Oder: Was macht eigentlich der Thomas von der Osten-Sacken?
Inzwischen ist es ja schon einige Jahre her, dass Teile der sogenannten Antideutschen Linken mit viel Krach und Tamtam begannen, bürgerliche Politik zu propagieren. Wo utopischer Kommunismus war, da sollte Demokratie, Liberalismus oder Konservatismus sein. Die Freunde der offenen Gesellschaft waren damals ein besonders schriller Ausdruck dieses mit den Attentaten vom 11.9.2001 einsetzenden Schwenks, Stop the Bomb später ein besonders seriöser. Vorangetrieben wurde diese Entwicklung allerdings von der Zeitschrift Bahamas. Einer der Leute, die von dieser Zeitschrift plötzlich als Experten über den Irakkrieg präsentiert wurden, war der zuvor schon in der Jungle World aufgefallene Thomas von der Osten-Sacken, der damals ein wenig über die blühenden Landschaften eines demokratischen Iraks labern durfte. Das war alles relativ lächerlich und die Bahamas hat einige Jahre später sogar wieder ihre Position geändert und will nichts mehr mit diesen Neuliberalen, Neudemokraten und Neukonservativen zu tun haben. Von der Osten-Sacken aber macht immer noch Politik. Und Politik, das ist Propaganda. Er betreibt u.a. einen Blog für die stets lahme Jungle World. Und da agitiert er gerade unter anderem gegen den russischen Militärangriff auf Syrien.
Wie sieht das aus?
Von der Osten-Sacken zitiert hauptsächlich irgendwelche seine Linie untermalenden Artikel aus dem Netz und kommentiert sie kurz. Etwa den Spiegel: „Wladimir Putin hat den Kampf gegen den IS angekündigt – doch er bombardiert seither vornehmlich dessen Gegner, die moderaten Rebellen. Und hilft damit Assad“. Und von der Osten-Sacken kommentiert: „Und mehr Worte bräuchte es eigentlich auch nicht“. So einfach ist das also. Im Folgendem einige von Osten-Sackens Fallbeispielen.
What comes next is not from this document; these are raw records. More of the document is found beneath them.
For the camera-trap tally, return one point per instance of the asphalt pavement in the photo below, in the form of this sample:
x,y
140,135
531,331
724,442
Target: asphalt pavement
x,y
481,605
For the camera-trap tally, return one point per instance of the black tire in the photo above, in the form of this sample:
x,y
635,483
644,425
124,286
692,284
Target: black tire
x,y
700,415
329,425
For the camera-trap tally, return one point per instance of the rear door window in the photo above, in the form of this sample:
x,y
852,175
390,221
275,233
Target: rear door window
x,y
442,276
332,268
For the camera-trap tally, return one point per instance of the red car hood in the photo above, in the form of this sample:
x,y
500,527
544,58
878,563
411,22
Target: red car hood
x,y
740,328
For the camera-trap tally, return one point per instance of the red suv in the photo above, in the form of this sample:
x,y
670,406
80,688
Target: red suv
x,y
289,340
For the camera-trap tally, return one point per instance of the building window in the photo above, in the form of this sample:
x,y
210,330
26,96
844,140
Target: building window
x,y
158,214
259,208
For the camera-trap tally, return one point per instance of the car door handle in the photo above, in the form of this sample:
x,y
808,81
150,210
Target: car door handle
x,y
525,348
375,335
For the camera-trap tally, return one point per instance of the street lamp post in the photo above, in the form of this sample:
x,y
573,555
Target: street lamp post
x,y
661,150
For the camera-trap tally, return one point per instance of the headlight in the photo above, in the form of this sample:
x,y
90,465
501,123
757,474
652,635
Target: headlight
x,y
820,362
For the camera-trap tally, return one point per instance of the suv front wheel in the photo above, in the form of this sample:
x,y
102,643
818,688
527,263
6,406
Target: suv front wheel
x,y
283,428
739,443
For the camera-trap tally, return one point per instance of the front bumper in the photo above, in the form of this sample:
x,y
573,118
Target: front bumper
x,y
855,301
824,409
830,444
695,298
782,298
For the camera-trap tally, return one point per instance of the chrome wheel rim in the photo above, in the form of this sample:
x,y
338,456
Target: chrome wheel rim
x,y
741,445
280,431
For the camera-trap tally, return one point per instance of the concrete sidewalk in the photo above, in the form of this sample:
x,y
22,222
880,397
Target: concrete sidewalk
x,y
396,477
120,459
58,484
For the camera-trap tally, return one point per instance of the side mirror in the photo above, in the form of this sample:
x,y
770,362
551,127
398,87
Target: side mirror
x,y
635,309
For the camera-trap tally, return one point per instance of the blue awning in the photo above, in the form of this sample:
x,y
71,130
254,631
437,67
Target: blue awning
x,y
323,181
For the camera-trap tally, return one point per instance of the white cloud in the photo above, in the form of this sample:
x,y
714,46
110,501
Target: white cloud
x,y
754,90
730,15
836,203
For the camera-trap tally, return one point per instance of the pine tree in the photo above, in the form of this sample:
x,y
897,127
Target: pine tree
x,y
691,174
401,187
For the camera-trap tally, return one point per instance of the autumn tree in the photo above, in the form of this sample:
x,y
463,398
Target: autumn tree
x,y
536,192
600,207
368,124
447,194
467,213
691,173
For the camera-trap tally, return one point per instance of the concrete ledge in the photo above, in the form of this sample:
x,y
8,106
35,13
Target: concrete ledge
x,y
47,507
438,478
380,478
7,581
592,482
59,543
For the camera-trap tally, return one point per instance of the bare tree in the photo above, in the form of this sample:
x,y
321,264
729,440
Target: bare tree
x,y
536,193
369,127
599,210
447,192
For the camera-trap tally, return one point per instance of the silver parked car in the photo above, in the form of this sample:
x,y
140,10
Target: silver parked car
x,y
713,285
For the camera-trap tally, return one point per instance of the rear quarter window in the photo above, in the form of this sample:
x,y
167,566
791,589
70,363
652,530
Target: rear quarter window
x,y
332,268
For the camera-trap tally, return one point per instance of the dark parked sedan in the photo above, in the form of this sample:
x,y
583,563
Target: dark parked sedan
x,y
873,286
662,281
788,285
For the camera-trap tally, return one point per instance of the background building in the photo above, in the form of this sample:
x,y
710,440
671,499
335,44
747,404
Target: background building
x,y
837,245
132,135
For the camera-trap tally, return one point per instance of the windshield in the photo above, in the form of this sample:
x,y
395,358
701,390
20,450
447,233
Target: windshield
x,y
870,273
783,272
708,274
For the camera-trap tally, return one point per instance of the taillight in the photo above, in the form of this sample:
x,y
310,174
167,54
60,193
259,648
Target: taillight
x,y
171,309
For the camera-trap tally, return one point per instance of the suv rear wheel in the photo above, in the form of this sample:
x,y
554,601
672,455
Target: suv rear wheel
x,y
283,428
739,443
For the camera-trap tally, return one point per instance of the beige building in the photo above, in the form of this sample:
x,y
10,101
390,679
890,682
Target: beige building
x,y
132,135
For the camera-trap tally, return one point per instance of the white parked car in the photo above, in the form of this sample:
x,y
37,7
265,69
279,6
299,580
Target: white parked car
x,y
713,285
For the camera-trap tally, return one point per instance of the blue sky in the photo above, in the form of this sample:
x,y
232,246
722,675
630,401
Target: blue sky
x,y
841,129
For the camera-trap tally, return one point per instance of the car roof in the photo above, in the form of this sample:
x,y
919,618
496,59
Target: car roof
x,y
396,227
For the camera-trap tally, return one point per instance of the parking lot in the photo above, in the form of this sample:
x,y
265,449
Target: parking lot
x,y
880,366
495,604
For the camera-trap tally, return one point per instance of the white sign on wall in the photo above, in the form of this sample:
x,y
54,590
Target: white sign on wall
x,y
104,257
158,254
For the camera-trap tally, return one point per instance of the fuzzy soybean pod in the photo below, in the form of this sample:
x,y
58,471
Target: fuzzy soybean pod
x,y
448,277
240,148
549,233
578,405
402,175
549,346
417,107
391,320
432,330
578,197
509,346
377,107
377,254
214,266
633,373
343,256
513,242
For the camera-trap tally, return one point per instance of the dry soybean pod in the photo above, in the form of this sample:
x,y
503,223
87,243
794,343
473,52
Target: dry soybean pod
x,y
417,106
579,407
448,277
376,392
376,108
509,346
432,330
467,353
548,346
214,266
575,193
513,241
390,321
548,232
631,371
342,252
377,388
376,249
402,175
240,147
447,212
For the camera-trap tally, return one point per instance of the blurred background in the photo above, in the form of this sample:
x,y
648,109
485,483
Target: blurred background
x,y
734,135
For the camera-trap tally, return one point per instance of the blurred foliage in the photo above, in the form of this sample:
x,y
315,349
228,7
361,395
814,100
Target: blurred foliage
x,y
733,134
I. Er zitiert etwa die Gruppe Adopt a Revolution: „Verdammt! Russland behauptet, in Syrien gegen ISIS vorzugehen. Doch heute morgen wurde Talbasieh bombardiert, wo unser Projektpartner aktiv ist. ISIS wurde in der Stadt bislang noch nie gesehen – dafür wird sie vom Assad-Regime belagert.“
Talbisah liegt nördlich von Homs und hat oder hatte 30.000 Einwohner. Dort herrschen gerade die Rebellen. Tatsächlich nicht der Islamische Staat, sondern andere Verbände, nämlich nach dem Institute for the Study of War der „syrische Al-Kaida-Ableger Jabahat al-Nusra, der strikt islamistische Ahrar al-Sham und eine Anzahl anderer lokaler Rebellengruppen.“ Diese Teilen sich die Herrschaft. Unter anderem gibt es ein Shariagericht, aber auch kleine Demonstrationen gegen dasselbe Gericht: „Mehr als ein Dutzend Einwohner von Talbisa haben gegen ein örtliches Shariagericht protestiert, dass von Jabhat a-Nusra und Ahrar al-Sham kontrolliert wird, da dieses junge Männer einsperrt, ohne ihre Familien über ihr Verbleiben oder die gegen sie erhobenen Vorwürfe zu informieren.“ Und Adopt a Revolution hat da seit neuestem einen Projektpartner: ein Medienzentrum. Das ist Kronzeuge für die Harmlosigkeit der ansässigen Rebellengruppen: „Auch die Al-Kaida-nahe Jabhat al-Nusra, die auch Ziel der US-geführten Luftangriffe in Syrien ist, ist in der Gegend nicht aktiv.“ Ahrar al-Sham erwähnen sie lieber nicht und so behaupten sie: „Talbiseh wird von der Jaysh al-Tawhid kontrolliert.“ Soweit so schön. Jaysh al-Tawhid ist nach dem Internet ein im Mai 2015 gegründetes lokales Bündnis einiger Gruppen mit, gelinde gesagt, wenig vertrauenserweckenden Logos, die schon zeigen, dass es sich hier keineswegs nur um moderate Kräfte handelt, sondern auch um Bataillone der Islamischen Front. In Reaktion auf die neuerliche Offensive ihrer Feinde haben dann inzwischen nach Syria Direct die FSA, Al Nusra und Ahrar ash-Sham in den ländlichen Gebieten nördlich von Homs ein Militärbündnis gebildet und so kämpfen wie so oft alle Rebellenfraktionen des syrisch-islamischen Widerstandes Seite an Seite gegen das Regime Assads. Die Projektpartner haben die frohe Botschaft aber ihrem Partner Adopt a Revolution bislang nicht gefunkt und auch Thomas von der Osten-Sacken lässt sich durch solcherlei Umstände kaum beeindrucken.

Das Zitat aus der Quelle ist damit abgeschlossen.